Once you have gone through the decision to buy a kettlebell and you know which brand you want, you have to decide which weight to use. I don’t know if men have any greater talent than the ability to convince themselves that they are more advanced in strength training than they are. Those are the men who are going to be annoyed when they read Enter The Kettlebell and see that they should start, not with a 24 kilo kettlebell, but with a 16, or 35 pounder.
You have to ask yourself what exactly are you doing to do with the kettlebell. What program are you going to be following? If you have your heart set on a kettlebell routine and you intend to follow it to the letter no matter what, then I would use whatever weight that program calls for.

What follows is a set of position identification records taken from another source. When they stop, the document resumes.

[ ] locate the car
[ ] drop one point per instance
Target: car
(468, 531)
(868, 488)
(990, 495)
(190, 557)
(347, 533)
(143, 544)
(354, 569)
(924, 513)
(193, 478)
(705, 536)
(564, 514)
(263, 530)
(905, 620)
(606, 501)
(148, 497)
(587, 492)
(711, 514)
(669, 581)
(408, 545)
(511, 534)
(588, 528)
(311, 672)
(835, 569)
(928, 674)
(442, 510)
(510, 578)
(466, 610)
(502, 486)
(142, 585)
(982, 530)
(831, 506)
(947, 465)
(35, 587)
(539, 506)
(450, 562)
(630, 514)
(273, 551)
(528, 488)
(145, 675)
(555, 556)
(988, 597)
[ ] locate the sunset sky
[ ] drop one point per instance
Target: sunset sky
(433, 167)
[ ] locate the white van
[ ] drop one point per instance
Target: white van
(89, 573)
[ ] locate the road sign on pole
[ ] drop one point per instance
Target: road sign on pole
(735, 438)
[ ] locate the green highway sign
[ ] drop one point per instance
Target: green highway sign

However, starting with a 24 is not the worst thing in the world, in my opinion. I did. It depends on what you want to do with your bells. Should most men start out snatching a 24? Probably not, but I don’t know why a man weighing over 140 lbs couldn’t start swinging with a 24.
Should a grown man start out trying to press a 24? Maybe not, but I would ask how much that man weighs? If he is a shredded 250 he might get bored pressing a measly 16 kilo bell right away.
How about squats? Deadlifts? Of course, the 24 is not going to allow progress in these gigantic movements as possible, not if muscle building is the goal.
But movements like the Turkish Get Up and the kettlebell snatch are different animals. I wholeheartedly would advise any man to swallow his ego and start small (maybe even smaller than the 16) for these movements, regardless of bodyweight or training experience. I’m not a stickler for form, but that doesn’t mean that there isn’t safe and unsafe to even the untrained eye. If you move through the movement safely–whether or not your form is textbook is irrelevant to me–it’s probably too heavy.
Kettlebells have the potential to change your life in a lot of great ways. They can also change your life horribly if you don’t respect them. When in doubt, start small.
But I started with a 24 and it didn’t kill me. Try to be honest and know your limits. You’ll be fine.